Université Montpellier II
Doctoral Dissertation
Web Graphs
PageRank-like Importance Measures
Defended on December 8, 2004 before a committee of:
- M. Serge Abiteboul, Directeur de recherche, INRIA — reviewer
- M. Vincent Blondel, Professor, UCL (Belgium) — guest
- M. Pierre Fraigniaud, Directeur de recherche, CNRS — reviewer
- M. Michel Habib, Professor, LIRMM, Montpellier — thesis advisor
- M. Alain Jean-Marie, Directeur de recherche, INRIA — chair
- M. Laurent Viennot, Research Scientist, INRIA — co-advisor
The purpose of this thesis is to apply PageRank-like measures to Web graphs.

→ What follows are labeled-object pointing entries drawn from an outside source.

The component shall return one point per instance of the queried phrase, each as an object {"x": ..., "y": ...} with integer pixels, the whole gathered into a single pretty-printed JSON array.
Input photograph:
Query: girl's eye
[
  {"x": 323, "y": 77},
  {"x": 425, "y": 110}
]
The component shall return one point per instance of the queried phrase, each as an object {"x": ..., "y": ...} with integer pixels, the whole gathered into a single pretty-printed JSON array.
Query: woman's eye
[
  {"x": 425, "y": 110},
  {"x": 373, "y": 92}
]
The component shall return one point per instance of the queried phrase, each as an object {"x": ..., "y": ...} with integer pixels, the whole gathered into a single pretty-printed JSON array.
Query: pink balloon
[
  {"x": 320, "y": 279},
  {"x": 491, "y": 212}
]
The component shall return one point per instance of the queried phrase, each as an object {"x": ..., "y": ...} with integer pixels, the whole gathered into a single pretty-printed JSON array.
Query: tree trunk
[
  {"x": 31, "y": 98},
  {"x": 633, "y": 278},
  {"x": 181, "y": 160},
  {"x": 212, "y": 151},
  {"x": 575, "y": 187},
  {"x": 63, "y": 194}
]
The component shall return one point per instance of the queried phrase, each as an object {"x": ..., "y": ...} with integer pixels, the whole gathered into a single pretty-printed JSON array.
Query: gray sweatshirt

The first part introduces the Web graphs. First we define the notion of indexable Web, then we give an insight on how big the effective crawls really are. Finally, we notice and use some of the structures that exist on the portions of the Web known as Web graphs.
Then, the second part study deeply the PageRank algorithms. After a remainder on Markov chains theory is given an original classification of PageRank algorithms. From a basic model, we incorporate all the specificities needed to cope with real Web graphs. Lastly, new algorithms are proposed. BackRank uses an alternative random surfer modeling leading to a faster computation. The highly clustered structure of Web graphs allows a PageRank decomposition according to Web sites, and is the reason for introducing the algorithms FlowRank and BlowRank.